The pale moon was rising above the green mountain,
The sun was declining beneath the blue sea;
When I strayed with my love to the pure crystal fountain,
That stands in the beautiful Vale of Tralee.
She was lovely and fair as the rose of the summer,
Yet 'twas not her beauty alone that won me;
Oh no, 'twas the truth in her eyes ever dawning,
That made me love Mary, the Rose of Tralee.

The cool shades of evening their mantle were spreading,
And Mary all smiling was listening to me;
The moon through the valley her pale rays was shedding,
When I won the heart of the Rose of Tralee.
Though lovely and fair as the Rose of the summer,
Yet 'twas not her beauty alone that won me;
Oh no, 'twas the truth in her eyes ever dawning,
That made me love Mary the Rose of Tralee.

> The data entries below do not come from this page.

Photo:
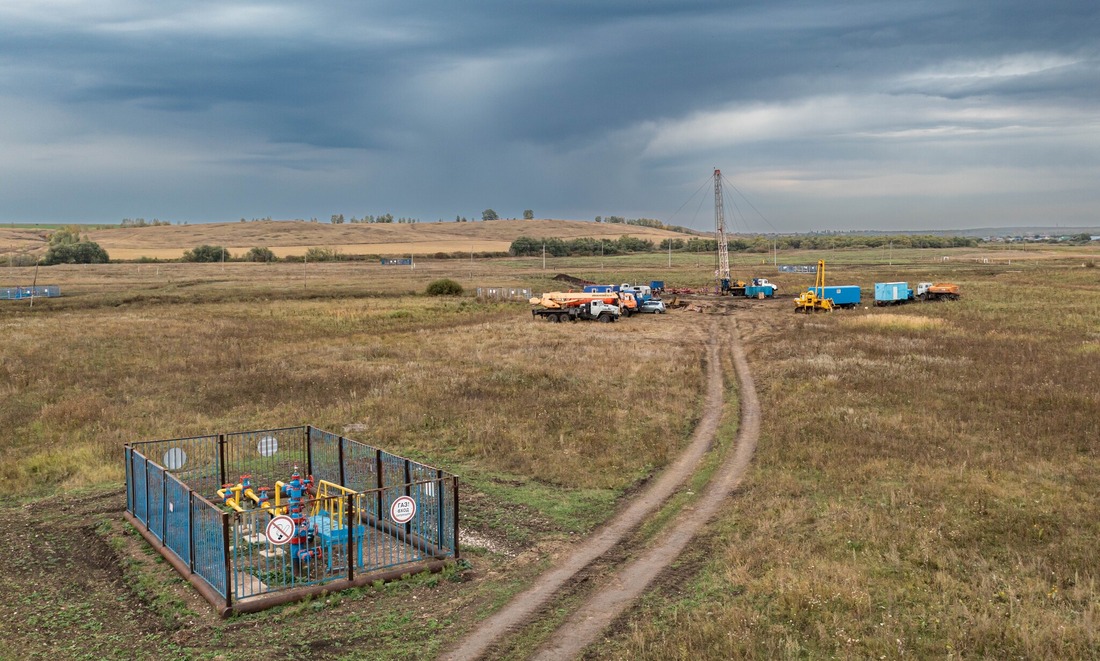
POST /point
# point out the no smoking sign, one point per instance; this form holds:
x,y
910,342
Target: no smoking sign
x,y
279,530
403,509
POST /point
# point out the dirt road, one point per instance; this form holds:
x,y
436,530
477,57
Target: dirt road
x,y
584,626
593,616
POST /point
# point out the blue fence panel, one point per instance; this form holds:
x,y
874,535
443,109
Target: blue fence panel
x,y
189,525
209,560
266,455
393,474
325,455
177,517
155,480
141,495
195,461
361,470
127,453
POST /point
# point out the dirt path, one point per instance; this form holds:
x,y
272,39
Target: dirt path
x,y
520,609
586,623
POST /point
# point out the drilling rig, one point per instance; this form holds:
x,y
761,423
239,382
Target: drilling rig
x,y
722,273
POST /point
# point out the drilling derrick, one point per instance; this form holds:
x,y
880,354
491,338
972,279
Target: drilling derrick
x,y
722,274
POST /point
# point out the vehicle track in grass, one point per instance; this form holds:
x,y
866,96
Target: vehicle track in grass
x,y
592,617
628,582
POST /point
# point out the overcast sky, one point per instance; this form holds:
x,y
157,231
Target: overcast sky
x,y
848,114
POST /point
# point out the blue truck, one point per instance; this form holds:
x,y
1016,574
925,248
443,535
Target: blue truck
x,y
845,296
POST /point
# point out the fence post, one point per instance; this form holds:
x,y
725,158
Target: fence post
x,y
130,477
309,450
190,529
342,483
351,535
229,576
221,460
146,494
439,507
408,492
455,506
378,481
164,507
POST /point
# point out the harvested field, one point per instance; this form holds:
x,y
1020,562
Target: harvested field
x,y
922,484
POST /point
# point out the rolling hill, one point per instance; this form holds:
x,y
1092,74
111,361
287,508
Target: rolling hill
x,y
295,238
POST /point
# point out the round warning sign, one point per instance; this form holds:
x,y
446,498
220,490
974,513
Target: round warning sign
x,y
403,509
279,530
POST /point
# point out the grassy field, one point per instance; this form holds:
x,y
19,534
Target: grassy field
x,y
295,238
925,482
924,486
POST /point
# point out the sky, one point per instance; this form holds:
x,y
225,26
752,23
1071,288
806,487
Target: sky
x,y
822,116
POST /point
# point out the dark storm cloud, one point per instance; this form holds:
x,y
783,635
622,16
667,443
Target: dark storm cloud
x,y
832,113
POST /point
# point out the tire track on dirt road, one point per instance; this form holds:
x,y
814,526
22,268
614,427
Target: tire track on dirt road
x,y
525,605
591,618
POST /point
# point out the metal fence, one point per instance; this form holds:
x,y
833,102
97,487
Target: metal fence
x,y
209,504
36,292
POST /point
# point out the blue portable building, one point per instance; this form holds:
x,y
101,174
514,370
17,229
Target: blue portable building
x,y
845,296
892,293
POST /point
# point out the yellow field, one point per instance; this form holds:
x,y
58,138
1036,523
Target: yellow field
x,y
295,238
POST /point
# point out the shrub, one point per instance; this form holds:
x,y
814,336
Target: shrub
x,y
207,253
321,254
260,254
444,287
85,252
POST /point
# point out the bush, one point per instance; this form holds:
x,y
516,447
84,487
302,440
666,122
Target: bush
x,y
85,252
260,254
207,253
321,254
444,287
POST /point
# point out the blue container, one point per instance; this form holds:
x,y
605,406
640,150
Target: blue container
x,y
846,296
892,292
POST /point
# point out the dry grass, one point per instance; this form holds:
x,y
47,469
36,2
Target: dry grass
x,y
895,322
925,486
295,238
460,383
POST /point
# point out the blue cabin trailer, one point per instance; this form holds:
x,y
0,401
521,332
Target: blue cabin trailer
x,y
845,296
890,294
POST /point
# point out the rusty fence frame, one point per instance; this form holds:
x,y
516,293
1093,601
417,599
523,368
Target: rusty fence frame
x,y
172,500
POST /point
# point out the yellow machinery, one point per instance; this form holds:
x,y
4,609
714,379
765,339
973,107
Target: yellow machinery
x,y
813,300
242,497
238,495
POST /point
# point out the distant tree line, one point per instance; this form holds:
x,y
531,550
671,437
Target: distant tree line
x,y
385,218
561,248
141,222
645,222
67,246
528,245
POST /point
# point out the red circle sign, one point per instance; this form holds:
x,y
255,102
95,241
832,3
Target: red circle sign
x,y
279,530
403,509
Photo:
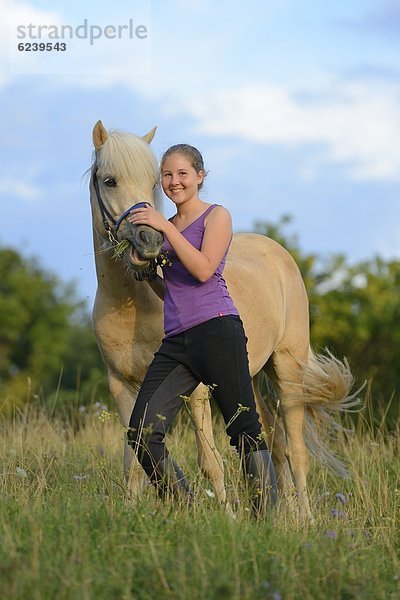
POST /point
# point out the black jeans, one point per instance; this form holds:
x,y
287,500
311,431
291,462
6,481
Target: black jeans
x,y
213,353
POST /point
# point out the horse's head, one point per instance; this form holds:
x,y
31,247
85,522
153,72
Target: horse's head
x,y
124,173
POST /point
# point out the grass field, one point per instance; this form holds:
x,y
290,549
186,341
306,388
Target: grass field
x,y
68,529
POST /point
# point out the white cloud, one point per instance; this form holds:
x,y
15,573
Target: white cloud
x,y
358,125
12,14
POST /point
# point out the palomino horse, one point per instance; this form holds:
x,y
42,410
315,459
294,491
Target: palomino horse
x,y
266,287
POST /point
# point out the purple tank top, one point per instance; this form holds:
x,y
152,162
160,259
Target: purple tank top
x,y
187,301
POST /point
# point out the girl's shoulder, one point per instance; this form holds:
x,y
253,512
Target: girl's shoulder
x,y
217,214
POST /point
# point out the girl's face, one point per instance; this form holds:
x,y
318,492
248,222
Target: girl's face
x,y
179,179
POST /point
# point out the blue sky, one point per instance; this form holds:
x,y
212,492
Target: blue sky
x,y
295,106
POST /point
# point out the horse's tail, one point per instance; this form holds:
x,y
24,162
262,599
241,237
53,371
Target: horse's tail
x,y
328,384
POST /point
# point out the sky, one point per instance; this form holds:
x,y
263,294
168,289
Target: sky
x,y
294,105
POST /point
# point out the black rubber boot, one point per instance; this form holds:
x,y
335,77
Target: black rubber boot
x,y
169,479
260,473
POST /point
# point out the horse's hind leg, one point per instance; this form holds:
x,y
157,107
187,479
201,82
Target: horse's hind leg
x,y
275,437
289,380
124,399
209,458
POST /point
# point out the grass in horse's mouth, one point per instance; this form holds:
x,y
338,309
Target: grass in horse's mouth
x,y
134,255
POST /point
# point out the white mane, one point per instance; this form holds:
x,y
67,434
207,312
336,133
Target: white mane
x,y
128,157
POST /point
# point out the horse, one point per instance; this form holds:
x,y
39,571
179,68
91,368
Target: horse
x,y
268,290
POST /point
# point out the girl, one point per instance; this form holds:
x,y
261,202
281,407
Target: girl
x,y
204,336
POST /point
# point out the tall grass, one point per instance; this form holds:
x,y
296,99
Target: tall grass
x,y
69,530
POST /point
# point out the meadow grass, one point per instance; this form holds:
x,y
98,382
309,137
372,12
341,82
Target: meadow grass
x,y
69,530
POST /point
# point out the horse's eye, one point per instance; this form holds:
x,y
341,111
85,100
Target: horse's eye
x,y
110,182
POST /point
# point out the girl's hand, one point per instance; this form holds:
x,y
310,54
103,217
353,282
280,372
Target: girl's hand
x,y
148,216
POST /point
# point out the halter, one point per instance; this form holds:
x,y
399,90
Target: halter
x,y
107,216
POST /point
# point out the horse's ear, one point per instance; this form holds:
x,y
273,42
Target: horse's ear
x,y
100,135
149,136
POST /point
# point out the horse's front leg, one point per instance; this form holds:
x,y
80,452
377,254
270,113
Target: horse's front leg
x,y
125,397
209,459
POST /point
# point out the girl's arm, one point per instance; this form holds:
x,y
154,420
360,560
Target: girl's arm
x,y
202,263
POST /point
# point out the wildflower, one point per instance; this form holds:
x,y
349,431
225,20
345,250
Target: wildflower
x,y
307,545
338,514
104,416
341,497
21,473
266,585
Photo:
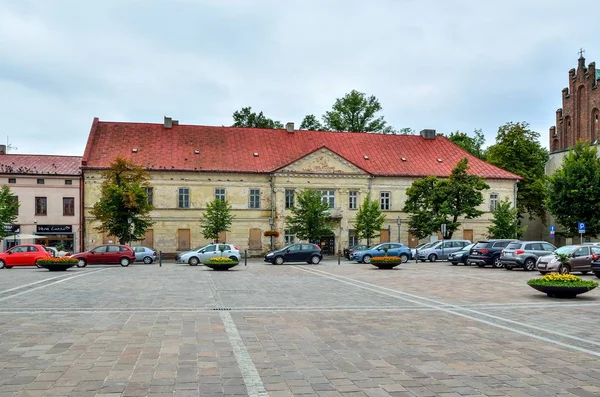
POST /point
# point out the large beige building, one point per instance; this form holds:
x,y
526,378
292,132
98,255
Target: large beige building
x,y
258,172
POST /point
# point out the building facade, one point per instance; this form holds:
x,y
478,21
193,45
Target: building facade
x,y
48,189
259,172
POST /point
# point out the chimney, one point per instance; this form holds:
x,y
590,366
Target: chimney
x,y
289,127
428,134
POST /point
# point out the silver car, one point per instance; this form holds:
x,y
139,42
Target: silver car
x,y
144,254
201,254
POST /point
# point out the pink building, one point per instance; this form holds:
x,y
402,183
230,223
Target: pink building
x,y
49,192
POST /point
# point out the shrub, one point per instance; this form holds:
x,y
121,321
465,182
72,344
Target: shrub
x,y
562,280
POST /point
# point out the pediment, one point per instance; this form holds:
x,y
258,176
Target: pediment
x,y
322,161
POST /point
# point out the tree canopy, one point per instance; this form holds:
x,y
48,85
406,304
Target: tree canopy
x,y
518,150
123,208
574,191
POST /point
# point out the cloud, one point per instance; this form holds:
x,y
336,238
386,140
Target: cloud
x,y
456,65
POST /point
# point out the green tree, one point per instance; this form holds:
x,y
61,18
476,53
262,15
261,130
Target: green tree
x,y
310,217
472,144
505,222
249,119
369,220
518,150
123,208
432,202
9,208
216,219
574,191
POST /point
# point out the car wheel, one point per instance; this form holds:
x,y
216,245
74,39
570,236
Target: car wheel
x,y
564,269
529,264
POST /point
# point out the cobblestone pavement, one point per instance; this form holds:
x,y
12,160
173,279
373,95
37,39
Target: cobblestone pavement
x,y
423,329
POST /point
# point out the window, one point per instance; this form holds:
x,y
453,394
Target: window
x,y
352,238
184,197
353,200
328,197
41,206
68,206
150,193
254,198
289,238
493,201
289,198
220,193
384,200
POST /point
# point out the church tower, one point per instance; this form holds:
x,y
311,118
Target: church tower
x,y
578,119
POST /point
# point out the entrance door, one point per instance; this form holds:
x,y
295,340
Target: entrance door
x,y
183,239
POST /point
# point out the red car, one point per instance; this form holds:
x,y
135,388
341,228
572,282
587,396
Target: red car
x,y
23,255
106,254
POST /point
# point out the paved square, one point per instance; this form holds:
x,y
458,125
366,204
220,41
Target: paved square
x,y
426,329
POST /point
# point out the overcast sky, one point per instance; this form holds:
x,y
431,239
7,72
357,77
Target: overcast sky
x,y
446,64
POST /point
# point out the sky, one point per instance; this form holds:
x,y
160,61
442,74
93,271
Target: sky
x,y
447,65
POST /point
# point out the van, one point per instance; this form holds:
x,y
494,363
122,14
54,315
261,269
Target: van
x,y
441,249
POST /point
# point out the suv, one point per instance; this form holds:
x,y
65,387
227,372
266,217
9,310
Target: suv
x,y
304,252
524,254
440,249
106,254
487,252
201,254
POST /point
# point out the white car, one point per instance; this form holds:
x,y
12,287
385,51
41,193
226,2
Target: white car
x,y
199,255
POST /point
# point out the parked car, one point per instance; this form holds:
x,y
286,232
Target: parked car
x,y
441,249
23,255
359,247
580,260
460,256
300,252
106,254
201,254
524,254
144,254
393,249
487,252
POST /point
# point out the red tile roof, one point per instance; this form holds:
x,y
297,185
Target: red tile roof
x,y
228,149
40,164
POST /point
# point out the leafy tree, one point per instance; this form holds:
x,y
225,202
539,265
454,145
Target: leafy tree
x,y
472,144
310,217
123,209
216,219
369,220
249,119
432,201
518,150
505,221
574,191
9,208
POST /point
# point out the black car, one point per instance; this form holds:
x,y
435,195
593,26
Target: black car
x,y
301,252
487,252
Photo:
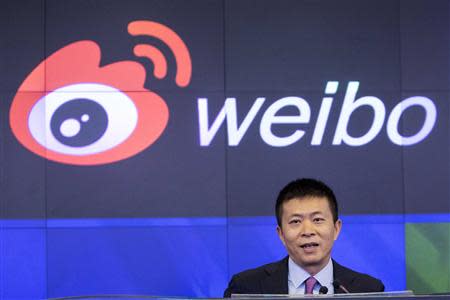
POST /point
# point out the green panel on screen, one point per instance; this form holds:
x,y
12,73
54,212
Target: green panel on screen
x,y
428,257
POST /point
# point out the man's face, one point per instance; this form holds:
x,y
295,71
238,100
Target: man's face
x,y
308,232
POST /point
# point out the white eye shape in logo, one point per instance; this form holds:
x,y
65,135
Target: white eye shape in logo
x,y
83,119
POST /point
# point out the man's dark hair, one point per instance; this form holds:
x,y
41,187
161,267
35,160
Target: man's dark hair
x,y
306,187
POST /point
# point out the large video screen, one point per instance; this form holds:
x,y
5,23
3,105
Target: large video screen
x,y
143,143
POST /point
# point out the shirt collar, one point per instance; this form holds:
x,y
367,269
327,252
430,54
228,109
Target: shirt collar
x,y
297,275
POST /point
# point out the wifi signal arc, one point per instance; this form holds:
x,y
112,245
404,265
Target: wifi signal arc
x,y
172,40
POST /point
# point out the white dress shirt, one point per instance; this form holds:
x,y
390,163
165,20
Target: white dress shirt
x,y
297,277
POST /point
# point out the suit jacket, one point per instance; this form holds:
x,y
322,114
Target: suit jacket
x,y
273,279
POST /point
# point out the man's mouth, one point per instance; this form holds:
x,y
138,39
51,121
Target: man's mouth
x,y
309,245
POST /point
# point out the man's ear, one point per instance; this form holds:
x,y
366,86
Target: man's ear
x,y
280,234
337,228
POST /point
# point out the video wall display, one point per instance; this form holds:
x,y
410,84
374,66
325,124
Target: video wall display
x,y
144,142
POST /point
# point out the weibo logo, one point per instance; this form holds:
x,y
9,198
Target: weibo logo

In the far fields of India, 'mid war's dreadful thunders,
Her voice was a solace and comfort to me,
But the chill hand of death has now rent us asunder,
I'm lonely tonight for the Rose of Tralee.
She was lovely and fair as the rose of the summer,
Yet 'twas not her beauty alone that won me;
Oh no, 'twas the truth in her eyes ever dawning,
That made me love Mary, The Rose of Tralee

==Popular culture==

The song was sung by John McCormack in the film Song o' My Heart (1930).

In the film The Informer (1935), it is sung by Denis O'Dea.

Gordon MacRae sings the song in the film The Daughter of Rosie O'Grady (1950).

Bing Crosby recorded the song on 17 July 1945 for Decca Records with John Scott Trotter and his Orchestra and it was included in his album St. Patrick's Day.

It was sung by the cast at the end of the play Thirst (1942) by Flann O'Brien.

In the film The Luck of the Irish the song is sung by Irish tenor Jimmy O'Brien, who completes the song without missing a beat despite the outbreak of a brawl.

The song was used by the Ireland national rugby union team at the 1987 Rugby World Cup. It was a compromise choice instead of a national anthem, due to the political situation in Northern Ireland at the time.

The Rose of Tralee is referenced in the title track of Tom Waits' 1985 album Rain Dogs.

"Oh, how we danced with the Rose of Tralee

 Her long hair black as a raven"
Oh, how we danced and she whispered to me,
 'You'll never be going back home.'"

In the film Auntie Mame (1958), Brian O'Bannion (Robin Hughes) sings the first couplet of "The Rose of Tralee" as he finishes dressing to escort Mame (Rosalind Russell) to a black tie event to consider optioning the film rights of her autobiography to Warner Brothers.

In the movie Caddyshack "The Rose of Tralee" is mentioned by the character Maggie O'Hooligan, played by Sarah Holcomb, while working the dining room with Danny Noonan at Bushwood Country Club:

Maggie: I know why you came here tonight.

Danny: Why

Maggie: That girl. Listen, I'd put that idea right out of your mind. She's been plucked more times than the Rose of Tralee. Biggest whore on Fifth Avenue, I'm told!